Selon le bureau des médias du gouvernement à Gaza, ces tirs ont jusqu’à présent conduit au martyre de plus de 583 civils palestiniens et blessé plus de 4 200 autres, en plus de 39 disparus, « dans une scène qui reflète la fausseté des revendications humanitaires promues par cette institution ».

Ce jeudi, le ministère de l’Intérieur et de la Sécurité Nationale à Gaza a publié un communiqué « interdisant strictement de traiter, de travailler ou de fournir toute forme d’assistance ou de couverture à la GHF ou à ses agents locaux ou étrangers » et avertissant de sanctions sévères à quiconque le ferait.

A noter que cette fondation humanitaire n’aura bientôt plus droit de cité en Suisse pour des raisons administratives, n’ayant ni représentant ni adresse.
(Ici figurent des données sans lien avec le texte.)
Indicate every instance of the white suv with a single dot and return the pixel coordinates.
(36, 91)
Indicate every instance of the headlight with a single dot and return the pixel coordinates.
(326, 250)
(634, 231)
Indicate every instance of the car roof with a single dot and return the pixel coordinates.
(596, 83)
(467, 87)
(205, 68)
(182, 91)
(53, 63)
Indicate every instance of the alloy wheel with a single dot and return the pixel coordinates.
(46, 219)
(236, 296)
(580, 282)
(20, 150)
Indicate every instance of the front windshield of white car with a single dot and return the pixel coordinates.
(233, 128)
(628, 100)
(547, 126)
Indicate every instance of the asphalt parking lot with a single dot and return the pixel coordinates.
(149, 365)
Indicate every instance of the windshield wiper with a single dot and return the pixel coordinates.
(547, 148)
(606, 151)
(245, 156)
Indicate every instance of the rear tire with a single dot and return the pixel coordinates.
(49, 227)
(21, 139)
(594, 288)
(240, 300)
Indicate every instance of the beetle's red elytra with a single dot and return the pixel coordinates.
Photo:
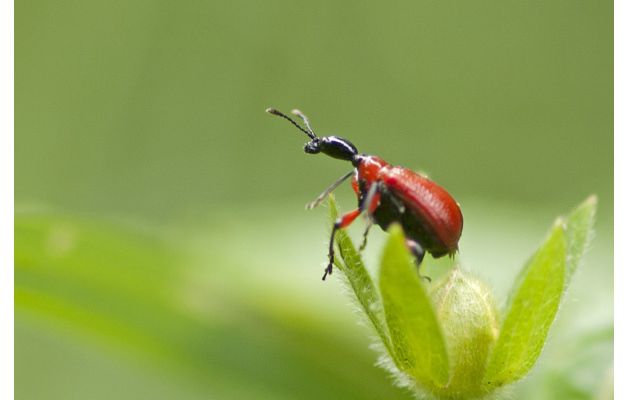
(429, 216)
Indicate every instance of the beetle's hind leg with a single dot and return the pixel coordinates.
(418, 253)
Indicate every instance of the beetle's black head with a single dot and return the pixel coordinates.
(332, 146)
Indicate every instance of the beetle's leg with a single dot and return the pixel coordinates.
(365, 234)
(370, 204)
(342, 222)
(327, 191)
(418, 252)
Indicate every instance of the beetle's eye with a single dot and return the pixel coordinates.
(313, 147)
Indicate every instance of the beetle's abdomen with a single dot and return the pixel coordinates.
(431, 216)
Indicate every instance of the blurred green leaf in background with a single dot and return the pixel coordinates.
(161, 245)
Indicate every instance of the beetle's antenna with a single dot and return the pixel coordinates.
(274, 111)
(305, 119)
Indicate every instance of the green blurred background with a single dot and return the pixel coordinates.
(162, 250)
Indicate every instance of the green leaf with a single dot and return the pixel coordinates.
(578, 232)
(470, 324)
(533, 305)
(536, 295)
(359, 279)
(418, 343)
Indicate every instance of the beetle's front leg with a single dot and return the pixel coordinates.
(342, 222)
(370, 203)
(418, 253)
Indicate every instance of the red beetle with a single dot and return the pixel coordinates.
(430, 218)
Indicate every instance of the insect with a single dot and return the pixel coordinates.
(429, 216)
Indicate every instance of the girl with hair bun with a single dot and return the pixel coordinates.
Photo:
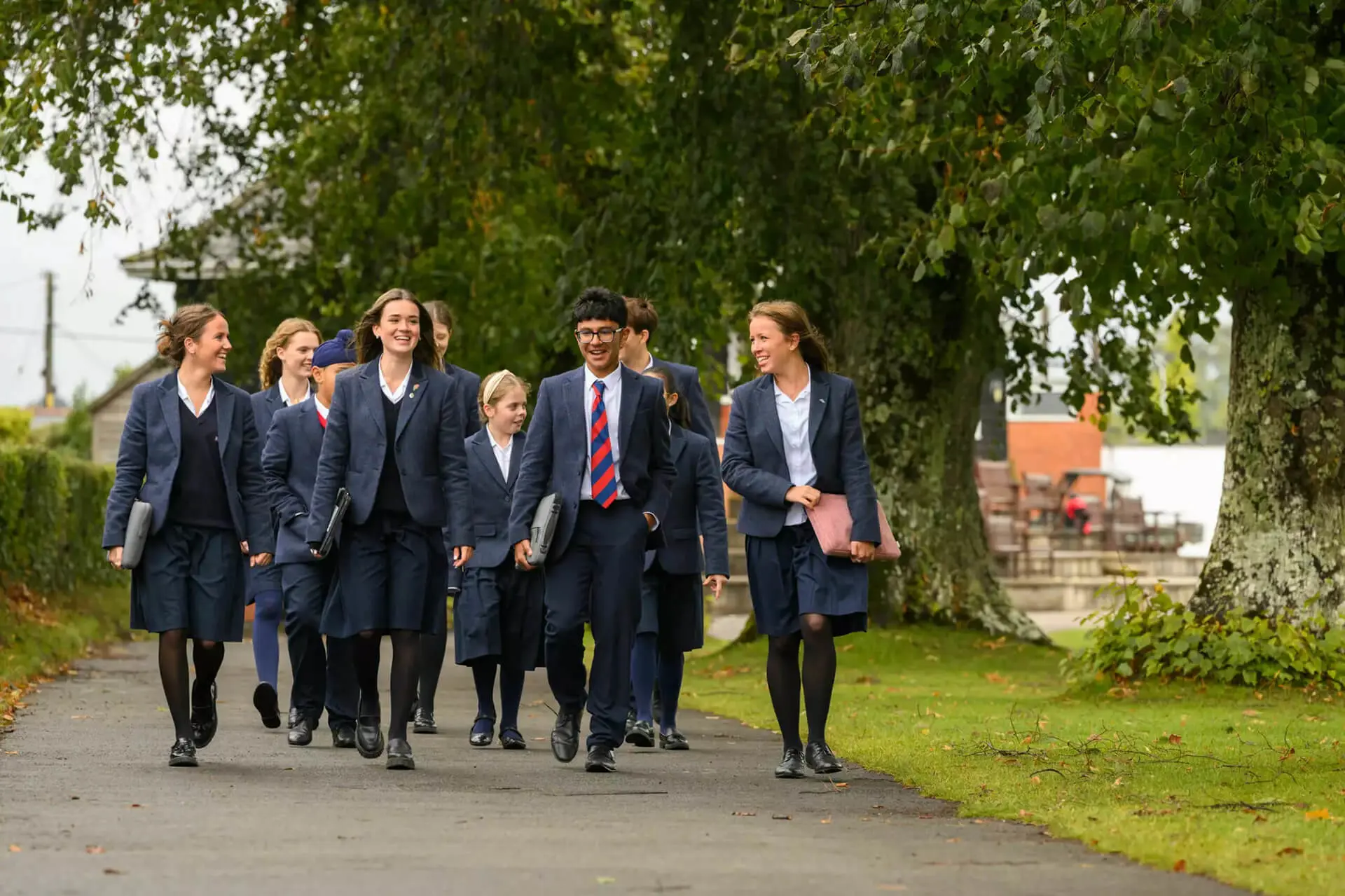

Mercredi, l’Autorité suisse fédérale de surveillance (ASF) des fondations a publié dans la feuille officielle suisse du commerce dans laquelle elle constate plusieurs manquements : « la fondation ne disposait pas d’un membre du conseil de fondation habilité à signer et domicilié en Suisse ; elle n’avait pas le nombre minimum de trois membres au sein du conseil de fondation prévu par ses statuts ; elle n’avait pas de compte en Suisse; elle ne disposait pas d’adresse valable en Suisse ; elle ne disposait pas d’organe de révision ».

L’ONG Trial International, qui avait demandé en mai aux autorités suisses d’enquêter sur GHF, a indiqué qu’elle « n’est pas surprise par la procédure de dissolution ».

« Ce résultat était inévitable étant donné que la fondation n’a pas respecté les obligations légales pour les fondations enregistrées en Suisse », a indiqué Trial International sur son compte LinkedIn. Cette organisation basée à Genève, qui lutte contre l’impunité des crimes internationaux et soutient les victimes dans leur quête de justice, déplore toutefois que « malgré la gravité de la situation, il n’y ait eu aucune communication officielle des autorités suisses » sur les opérations de la fondation à Gaza.